While many lower-end chain restaurants are struggling to find growth amid still-timid consumer spending behavior, the premium options continue to flourish. One of the leading players in the national high-end scene, Ruth's Hospitality Group (RUTH), is seeing healthy growth on every level -- from top-line sales to store-level gains. The company behind Ruth's Chris Steak House and Mitchell's Fish Market has a mix of company-owned and franchised stores that are having no problem driving earnings higher, even while costs are on the rise. The company continues to improve its balance sheet and target shareholder returns via a growing dividend. Is there any reason not to consider Ruth's Hospitality Group?

Sizzlin'
At first glance, Ruth's Hospitality showed lower year-over-year sales by a little more than $5 million, but this was entirely due to a calendar shift accounting for $9.2 million, according to management.

The company operates a handful of brands -- Ruth's Chris Steak House, Mitchell's Fish Market, Mitchell's Steak House, and Cameron Steak House, though only the first two are substantial businesses (the other two represent less than 10 restaurants). Earnings and same-store sales for both Ruth's Chris Steak House and Mitchell's Fish Market were higher. Company-owned stores at Ruth's Chris grew 5.5% while Mitchell's grew 2.6%. Investors should note that while Ruth's Chris saw both traffic gains and average check increases, Mitchell's only experienced the latter.
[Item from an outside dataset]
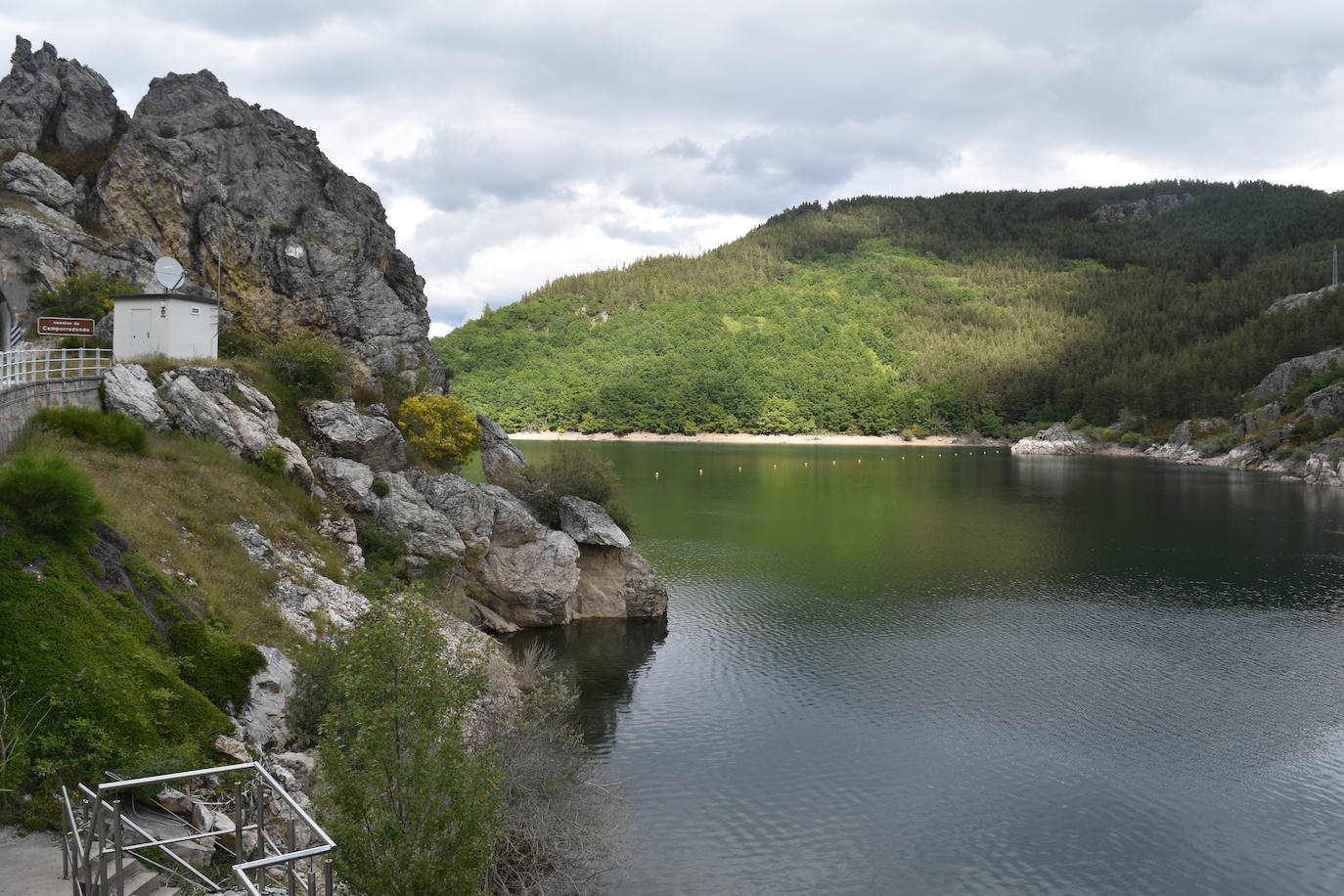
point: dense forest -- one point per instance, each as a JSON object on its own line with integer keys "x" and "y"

Foot traffic declined roughly 1.6%. Franchise income for the company grew 8.3%, driven by new store openings.

As is evident, the company is not seeing near the struggle to juice traffic and sales at its restaurants as chains such as Darden Restaurants' (DRI 0.87%) Olive Garden and Red Lobster (Darden does see strength in its higher market assets). This is likely due to a combination of factors. For one thing, Ruth's Hospitality is a niche, high-end market business. Its two main assets are similar in operating style and attract a similar, business-oriented clientele. The latter is very important as it's a more insulated demographic than the middle market that Darden, DineEquity, Bloomin' Brands, and other similar companies share. A widespread economic downturn will surely hurt the company, but today's tepid consumer spending does not translate to the higher end that Ruth's Hospitality serves.

Adding to that, Ruth's Hospitality is a business focused intently on guest services and the overall experience of visiting one of the restaurants. Compared to the embattled Darden, which serves a wide array of food styles, demographics, and other variables, Ruth's management has a very clear, simple vision for what the company does, and that vision is executed well.

Going higher yet? 
A high-growth industry outperformer would typically warrant the market's undivided and overly optimistic attention, but Ruth's Hospitality actually trades at reasonable levels considering its prospects. At roughly 16 times earnings and a trailing EV/EBITDA of 10.32 times, the company isn't expensive. Darden is not nearly in as good a shape and trades at 17.7 times earnings with an EV/EBITDA of 9.66 times. It does, however, pay a chunky 4.6% dividend.

Given Ruth's steady new store growth with its core Ruth's Chris property and its relatively sparkling balance sheet (just $19 million in debt with $10.5 million in cash), the company offers investors a very attractively priced growth stock. With a main course of capital appreciation and a side dish of growing dividend income, Ruth's Hospitality is looking tasty.